Mix all the dry ingredients in a large bowl. Add 3 dl (1.3 cups) of warm water and olive oil. Knead thoroughly for at least 10 minutes. If using a mixer, eight minutes will be enough.
Reload the dough back to the bowl and cover it with a cover or plastic foil. Let it rest in the refrigerator for 12 to 24 hours. Make sure you have sprinkled the bowl with flour before reloading the dough.
When the dough has rested, allow it to get used to room temperature for about 30 minutes. Sprinkle the counter with flour, reload the dough and knead again. Grease the baking pan with olive oil, transfer the dough to the pan and let it rest for another 45 minutes while it's covered with a kitchen towel. Preheat the oven to 220 °C/428 F.

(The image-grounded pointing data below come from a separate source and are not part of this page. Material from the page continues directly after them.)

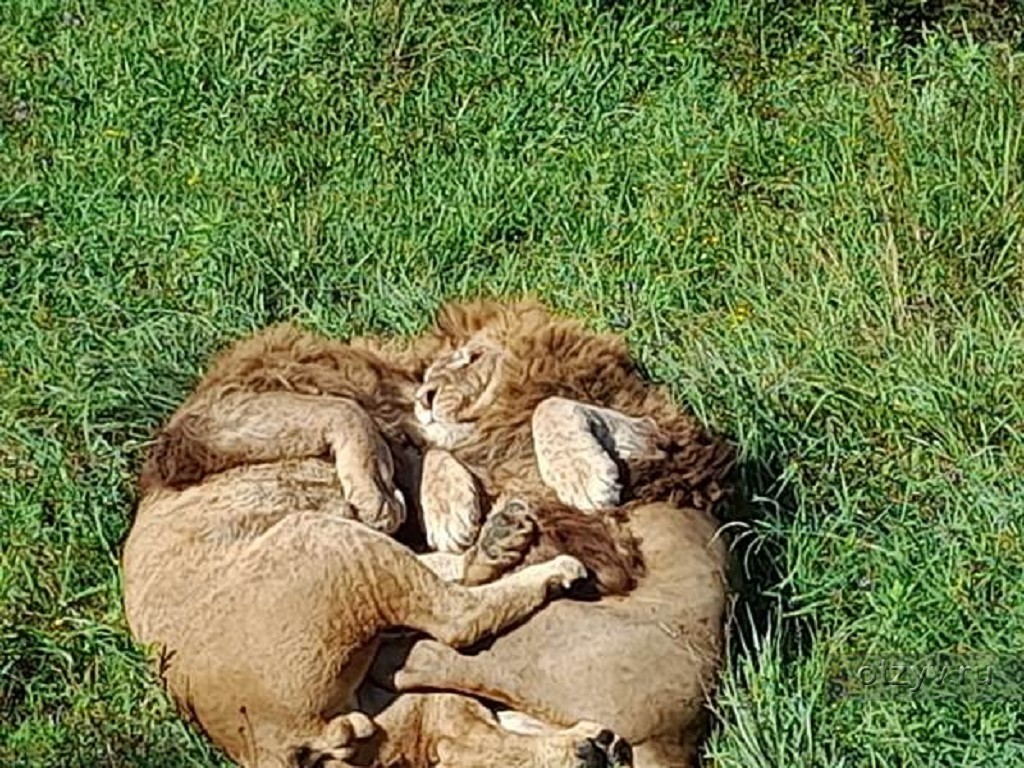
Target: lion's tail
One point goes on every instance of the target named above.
(179, 458)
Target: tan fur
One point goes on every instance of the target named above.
(644, 664)
(538, 407)
(382, 377)
(265, 599)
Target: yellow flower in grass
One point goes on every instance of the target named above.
(740, 313)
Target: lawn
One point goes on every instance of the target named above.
(807, 218)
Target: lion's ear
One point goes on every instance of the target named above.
(461, 320)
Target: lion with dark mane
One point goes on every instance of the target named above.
(508, 418)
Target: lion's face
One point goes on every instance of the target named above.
(456, 390)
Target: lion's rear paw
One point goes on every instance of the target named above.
(339, 740)
(506, 537)
(604, 750)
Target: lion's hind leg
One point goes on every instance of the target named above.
(242, 428)
(460, 615)
(458, 731)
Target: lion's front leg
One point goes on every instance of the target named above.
(506, 537)
(581, 451)
(451, 502)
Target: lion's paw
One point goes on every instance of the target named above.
(585, 479)
(566, 570)
(506, 537)
(450, 502)
(604, 750)
(377, 506)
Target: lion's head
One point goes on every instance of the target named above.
(457, 388)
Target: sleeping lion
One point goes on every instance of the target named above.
(250, 384)
(268, 577)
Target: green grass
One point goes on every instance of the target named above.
(806, 224)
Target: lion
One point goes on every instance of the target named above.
(614, 544)
(537, 407)
(268, 578)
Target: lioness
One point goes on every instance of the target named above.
(316, 366)
(267, 587)
(645, 663)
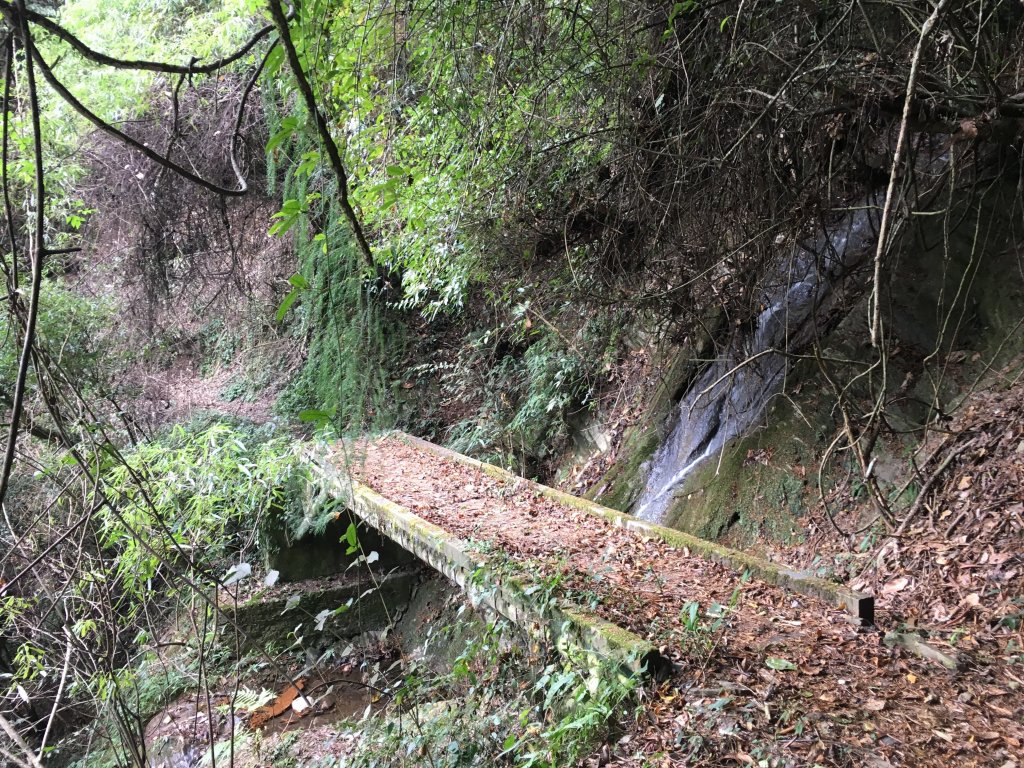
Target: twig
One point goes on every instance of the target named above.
(876, 321)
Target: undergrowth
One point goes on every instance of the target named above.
(497, 705)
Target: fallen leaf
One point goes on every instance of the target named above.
(896, 585)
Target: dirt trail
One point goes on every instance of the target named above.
(782, 677)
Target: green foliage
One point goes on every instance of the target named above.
(201, 494)
(73, 330)
(525, 396)
(555, 720)
(454, 122)
(349, 345)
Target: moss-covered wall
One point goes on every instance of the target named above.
(953, 310)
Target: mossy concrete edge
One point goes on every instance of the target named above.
(858, 604)
(570, 628)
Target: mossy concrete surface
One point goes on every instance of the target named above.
(858, 604)
(573, 630)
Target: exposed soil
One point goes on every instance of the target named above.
(782, 677)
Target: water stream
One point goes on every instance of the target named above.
(729, 396)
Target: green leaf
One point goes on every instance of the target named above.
(287, 304)
(352, 539)
(317, 417)
(273, 60)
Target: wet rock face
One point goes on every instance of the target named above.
(730, 396)
(952, 301)
(317, 555)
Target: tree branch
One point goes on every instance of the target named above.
(322, 128)
(9, 11)
(37, 250)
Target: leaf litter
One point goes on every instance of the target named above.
(764, 676)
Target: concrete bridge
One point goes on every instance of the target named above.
(489, 565)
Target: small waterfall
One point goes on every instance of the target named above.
(730, 395)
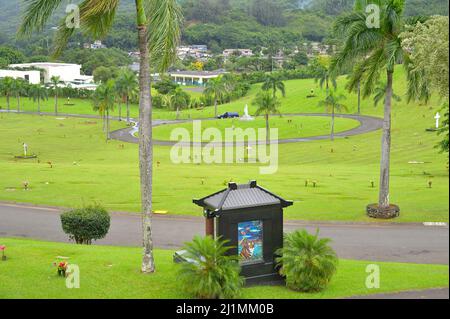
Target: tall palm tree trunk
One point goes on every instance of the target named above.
(359, 97)
(107, 125)
(332, 122)
(145, 140)
(215, 107)
(383, 200)
(56, 104)
(128, 109)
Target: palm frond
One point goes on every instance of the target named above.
(165, 19)
(36, 15)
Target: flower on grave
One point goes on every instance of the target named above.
(61, 267)
(2, 249)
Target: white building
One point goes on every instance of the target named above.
(240, 52)
(32, 77)
(194, 77)
(66, 72)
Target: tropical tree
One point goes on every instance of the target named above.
(7, 89)
(104, 99)
(267, 104)
(158, 32)
(127, 85)
(38, 93)
(215, 88)
(55, 82)
(375, 50)
(332, 103)
(307, 261)
(19, 89)
(323, 73)
(379, 94)
(274, 83)
(213, 272)
(180, 99)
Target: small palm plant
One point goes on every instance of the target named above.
(308, 262)
(332, 103)
(210, 272)
(267, 104)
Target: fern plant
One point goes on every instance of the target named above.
(210, 272)
(307, 262)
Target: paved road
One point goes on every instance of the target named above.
(401, 243)
(367, 124)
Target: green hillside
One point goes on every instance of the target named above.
(224, 23)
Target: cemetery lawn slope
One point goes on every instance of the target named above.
(113, 272)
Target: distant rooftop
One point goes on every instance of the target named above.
(43, 64)
(197, 73)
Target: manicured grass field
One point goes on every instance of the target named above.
(86, 169)
(288, 127)
(29, 273)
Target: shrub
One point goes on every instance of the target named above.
(308, 262)
(86, 224)
(210, 273)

When the dough has risen, use a cup of warm water to stick your fingers in it before making the wells on the top of the focaccia. Generously cover with olive oil and add pieces of sun-dried tomatoes, capers, dry rosemary and coarse salt.
Bake at 220 °C/428 F for 30 minutes. After first five minutes cover the focaccia with parchment paper to prevent sun dried tomatoes and capers form burning.
When baked, allow it to cool for at least 15 minutes. If you won't eat it at once, store it covered with a wrap when the focaccia has completely cooled down.